Vai verificar que ao acréscimo do valor acrescentado normalmente corresponde diminuição de emprego e acréscimo de tecnologia/capital.
E para que se dispense de mais complexas análises note tão só que a afamada recuperação de emprego pós-PPC se centrou na faixa dos baixos salários: lojas/lojinhas, tascos/tasquinhas.

Anónimo disse...

Este é o mesmo «Jose» que sobre o 25 de Abril escreveu o seguinte: ««O 25A opôs-se ao que vinha sendo uma acção política medíocre, hesitante, incapaz de anunciar um futuro para o país.
Foi uma festa porque se celebrou um futuro que se adivinhava, não porque se libertava dos horrores que propagandeiam os que por esse meio buscam legitimar-se pelo seu passado e não pelas suas acções no presente.
Agora, que há anos se vive numa confrangedora mediocridade que sempre anuncia um futuro de ameaças, que paralelo existe entre a festa de 1974 e a mascarada de 2020?
Nenhum!
Onde havia festa há melancolia, onde havia fé há descrença, onde se adivinhava grandeza há mediocridade em dose que então seria inimaginável.»

Ao publicar os comentários de «Jose» no seu blog, está a dar espaço de manobra e provocação a um fascista.

Cuidado com este «Jose», pois aqui serve-se da democracia.
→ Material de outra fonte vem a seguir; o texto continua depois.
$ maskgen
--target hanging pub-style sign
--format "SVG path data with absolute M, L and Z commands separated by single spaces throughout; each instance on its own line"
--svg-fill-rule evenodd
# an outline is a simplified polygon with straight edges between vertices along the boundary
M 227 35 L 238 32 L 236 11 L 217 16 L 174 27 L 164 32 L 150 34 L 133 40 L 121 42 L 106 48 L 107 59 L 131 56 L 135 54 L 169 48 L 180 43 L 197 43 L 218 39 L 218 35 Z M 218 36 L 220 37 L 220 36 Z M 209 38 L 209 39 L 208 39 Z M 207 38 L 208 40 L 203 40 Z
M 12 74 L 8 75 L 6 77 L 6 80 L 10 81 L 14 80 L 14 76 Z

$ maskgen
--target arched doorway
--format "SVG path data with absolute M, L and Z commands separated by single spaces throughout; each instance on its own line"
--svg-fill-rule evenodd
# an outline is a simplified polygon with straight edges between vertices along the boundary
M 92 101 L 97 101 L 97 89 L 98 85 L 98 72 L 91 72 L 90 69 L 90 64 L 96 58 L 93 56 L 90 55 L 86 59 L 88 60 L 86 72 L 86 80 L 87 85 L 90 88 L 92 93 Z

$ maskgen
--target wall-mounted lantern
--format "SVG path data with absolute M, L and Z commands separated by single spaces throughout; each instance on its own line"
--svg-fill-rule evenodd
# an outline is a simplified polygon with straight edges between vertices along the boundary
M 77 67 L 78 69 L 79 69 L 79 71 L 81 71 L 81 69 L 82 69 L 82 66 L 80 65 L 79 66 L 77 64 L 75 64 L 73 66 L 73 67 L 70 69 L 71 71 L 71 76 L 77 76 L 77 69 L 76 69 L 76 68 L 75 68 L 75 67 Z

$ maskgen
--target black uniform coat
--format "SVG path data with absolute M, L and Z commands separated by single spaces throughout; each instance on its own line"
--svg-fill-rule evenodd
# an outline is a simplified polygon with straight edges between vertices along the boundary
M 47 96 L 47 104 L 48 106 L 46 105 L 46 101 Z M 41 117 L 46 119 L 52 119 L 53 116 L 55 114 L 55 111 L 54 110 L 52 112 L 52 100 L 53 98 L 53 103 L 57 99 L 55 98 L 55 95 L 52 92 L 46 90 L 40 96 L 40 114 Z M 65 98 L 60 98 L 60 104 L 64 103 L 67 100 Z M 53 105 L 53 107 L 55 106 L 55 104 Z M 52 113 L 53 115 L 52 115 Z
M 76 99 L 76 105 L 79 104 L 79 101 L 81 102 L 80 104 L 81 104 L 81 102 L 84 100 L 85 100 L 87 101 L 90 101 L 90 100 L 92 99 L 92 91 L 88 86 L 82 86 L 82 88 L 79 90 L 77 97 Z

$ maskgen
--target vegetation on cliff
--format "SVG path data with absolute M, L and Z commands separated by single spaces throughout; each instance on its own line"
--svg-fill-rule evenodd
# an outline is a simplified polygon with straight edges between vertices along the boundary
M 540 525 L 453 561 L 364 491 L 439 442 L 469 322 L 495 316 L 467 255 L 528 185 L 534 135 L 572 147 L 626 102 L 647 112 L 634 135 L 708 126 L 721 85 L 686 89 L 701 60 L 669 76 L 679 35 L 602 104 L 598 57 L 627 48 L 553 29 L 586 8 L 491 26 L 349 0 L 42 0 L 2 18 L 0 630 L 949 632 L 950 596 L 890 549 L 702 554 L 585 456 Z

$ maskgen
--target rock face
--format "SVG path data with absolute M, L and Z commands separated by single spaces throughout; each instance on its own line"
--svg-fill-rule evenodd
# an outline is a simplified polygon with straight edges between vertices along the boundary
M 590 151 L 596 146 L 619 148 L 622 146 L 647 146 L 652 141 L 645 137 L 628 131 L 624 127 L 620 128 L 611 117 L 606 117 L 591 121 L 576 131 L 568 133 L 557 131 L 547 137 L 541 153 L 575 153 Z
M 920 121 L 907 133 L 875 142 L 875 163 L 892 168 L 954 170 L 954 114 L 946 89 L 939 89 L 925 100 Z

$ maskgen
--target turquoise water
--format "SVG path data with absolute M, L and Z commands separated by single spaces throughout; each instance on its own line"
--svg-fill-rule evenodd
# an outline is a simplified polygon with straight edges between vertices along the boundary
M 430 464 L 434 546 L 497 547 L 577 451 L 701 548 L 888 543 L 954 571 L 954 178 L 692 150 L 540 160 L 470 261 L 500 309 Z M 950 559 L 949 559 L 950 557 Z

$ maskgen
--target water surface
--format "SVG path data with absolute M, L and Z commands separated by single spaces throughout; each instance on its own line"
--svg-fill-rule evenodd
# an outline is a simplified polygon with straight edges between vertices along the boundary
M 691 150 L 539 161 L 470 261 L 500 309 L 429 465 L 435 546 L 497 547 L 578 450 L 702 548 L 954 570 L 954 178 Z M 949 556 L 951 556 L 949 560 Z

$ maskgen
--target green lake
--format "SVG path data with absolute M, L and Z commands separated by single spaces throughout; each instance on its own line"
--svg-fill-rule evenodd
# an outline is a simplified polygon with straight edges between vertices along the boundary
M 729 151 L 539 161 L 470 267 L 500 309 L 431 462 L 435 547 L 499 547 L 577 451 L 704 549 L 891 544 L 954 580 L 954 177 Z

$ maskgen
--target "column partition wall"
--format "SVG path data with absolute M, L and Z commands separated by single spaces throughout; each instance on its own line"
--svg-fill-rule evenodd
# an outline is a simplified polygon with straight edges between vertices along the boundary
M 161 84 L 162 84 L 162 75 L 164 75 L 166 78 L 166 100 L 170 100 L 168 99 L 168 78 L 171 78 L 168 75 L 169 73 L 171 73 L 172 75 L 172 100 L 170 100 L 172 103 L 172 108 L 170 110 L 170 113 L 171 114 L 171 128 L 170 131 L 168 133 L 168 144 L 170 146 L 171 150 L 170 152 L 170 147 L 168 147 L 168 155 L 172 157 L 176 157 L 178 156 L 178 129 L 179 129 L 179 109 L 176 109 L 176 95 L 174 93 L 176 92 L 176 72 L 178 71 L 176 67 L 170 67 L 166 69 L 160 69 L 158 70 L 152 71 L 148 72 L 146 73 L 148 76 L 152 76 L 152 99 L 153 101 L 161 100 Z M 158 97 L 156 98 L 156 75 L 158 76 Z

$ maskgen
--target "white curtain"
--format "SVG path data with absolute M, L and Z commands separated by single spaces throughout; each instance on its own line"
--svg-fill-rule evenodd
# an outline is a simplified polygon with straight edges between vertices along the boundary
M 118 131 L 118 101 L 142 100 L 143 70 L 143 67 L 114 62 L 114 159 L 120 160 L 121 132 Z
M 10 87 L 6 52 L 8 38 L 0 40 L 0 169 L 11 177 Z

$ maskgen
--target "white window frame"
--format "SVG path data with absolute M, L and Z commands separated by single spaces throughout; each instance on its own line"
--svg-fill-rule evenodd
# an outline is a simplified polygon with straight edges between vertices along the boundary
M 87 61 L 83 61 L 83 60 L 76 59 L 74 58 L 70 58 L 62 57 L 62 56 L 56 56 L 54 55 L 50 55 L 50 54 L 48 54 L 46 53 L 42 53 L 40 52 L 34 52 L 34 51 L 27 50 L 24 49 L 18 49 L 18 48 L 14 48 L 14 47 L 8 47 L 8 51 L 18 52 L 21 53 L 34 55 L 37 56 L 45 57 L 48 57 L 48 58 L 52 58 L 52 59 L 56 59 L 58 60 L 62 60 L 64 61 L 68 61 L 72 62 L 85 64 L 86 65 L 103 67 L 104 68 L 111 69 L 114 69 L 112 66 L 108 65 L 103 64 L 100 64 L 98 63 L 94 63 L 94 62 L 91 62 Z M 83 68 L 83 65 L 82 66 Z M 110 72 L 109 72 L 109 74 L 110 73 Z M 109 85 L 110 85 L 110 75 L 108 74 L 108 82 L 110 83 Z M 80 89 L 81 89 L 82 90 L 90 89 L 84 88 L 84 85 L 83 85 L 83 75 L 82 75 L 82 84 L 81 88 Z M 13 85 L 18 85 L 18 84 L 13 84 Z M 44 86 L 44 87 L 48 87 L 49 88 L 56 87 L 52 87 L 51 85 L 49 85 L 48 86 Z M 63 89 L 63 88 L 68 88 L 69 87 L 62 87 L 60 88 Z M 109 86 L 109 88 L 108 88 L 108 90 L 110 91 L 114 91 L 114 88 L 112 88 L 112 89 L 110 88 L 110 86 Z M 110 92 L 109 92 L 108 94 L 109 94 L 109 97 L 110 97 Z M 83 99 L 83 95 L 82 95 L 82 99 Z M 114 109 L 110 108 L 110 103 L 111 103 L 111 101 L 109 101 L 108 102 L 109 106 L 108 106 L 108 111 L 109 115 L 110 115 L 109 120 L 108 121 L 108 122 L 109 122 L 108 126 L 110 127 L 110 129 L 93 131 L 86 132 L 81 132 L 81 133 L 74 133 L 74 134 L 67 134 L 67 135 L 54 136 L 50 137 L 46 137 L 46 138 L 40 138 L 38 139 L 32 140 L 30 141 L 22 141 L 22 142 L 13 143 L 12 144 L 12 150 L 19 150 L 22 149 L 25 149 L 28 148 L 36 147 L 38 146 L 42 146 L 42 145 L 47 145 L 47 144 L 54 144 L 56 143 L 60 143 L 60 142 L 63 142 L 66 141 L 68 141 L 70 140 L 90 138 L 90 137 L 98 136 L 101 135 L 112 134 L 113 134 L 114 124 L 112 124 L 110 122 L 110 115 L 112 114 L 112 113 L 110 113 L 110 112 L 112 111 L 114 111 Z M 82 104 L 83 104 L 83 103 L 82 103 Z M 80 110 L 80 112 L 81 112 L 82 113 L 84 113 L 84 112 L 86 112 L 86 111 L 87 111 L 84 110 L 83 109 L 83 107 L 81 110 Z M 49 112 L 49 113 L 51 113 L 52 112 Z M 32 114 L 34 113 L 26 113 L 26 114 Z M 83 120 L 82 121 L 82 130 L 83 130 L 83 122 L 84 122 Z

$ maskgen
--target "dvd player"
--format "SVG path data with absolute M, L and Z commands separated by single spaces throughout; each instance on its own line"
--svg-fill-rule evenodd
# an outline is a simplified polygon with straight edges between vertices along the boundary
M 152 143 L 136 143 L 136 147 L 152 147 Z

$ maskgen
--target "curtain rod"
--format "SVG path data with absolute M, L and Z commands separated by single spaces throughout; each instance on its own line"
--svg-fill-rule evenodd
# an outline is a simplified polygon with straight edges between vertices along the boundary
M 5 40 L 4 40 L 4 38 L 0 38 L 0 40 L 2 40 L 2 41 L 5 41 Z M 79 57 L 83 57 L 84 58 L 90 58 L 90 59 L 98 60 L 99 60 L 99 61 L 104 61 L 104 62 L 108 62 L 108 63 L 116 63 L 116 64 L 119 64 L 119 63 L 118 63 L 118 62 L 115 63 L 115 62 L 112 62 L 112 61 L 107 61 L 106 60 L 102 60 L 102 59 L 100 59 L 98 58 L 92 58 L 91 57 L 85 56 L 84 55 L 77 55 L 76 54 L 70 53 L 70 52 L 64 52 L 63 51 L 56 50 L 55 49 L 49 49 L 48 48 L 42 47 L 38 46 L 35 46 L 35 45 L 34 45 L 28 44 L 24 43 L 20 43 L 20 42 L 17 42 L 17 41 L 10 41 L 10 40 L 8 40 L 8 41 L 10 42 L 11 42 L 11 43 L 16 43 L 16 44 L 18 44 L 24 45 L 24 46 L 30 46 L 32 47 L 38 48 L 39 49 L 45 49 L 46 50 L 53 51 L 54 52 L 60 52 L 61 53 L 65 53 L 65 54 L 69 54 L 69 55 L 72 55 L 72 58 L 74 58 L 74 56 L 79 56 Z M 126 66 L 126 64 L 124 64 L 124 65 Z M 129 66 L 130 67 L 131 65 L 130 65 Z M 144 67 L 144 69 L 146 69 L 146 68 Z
Numa ditadura, está próximo de um carrasco e será o primeiro a oprimir.

Anónimo disse...

«As 'memórias' do governo de PPC é o exercício favorito dos geringonços desde que a ambição do Costa os pariu.»

Comentário rasca de um fascista e amigo do exército hitleriano, tal como está fundamentado nas caixas de comentários do blog «Manifesto 74». O descaro deste comentador «Jose» é colossal.

Haverá hipótese de «Ladrões de Bicicletas» suprimir este descaro?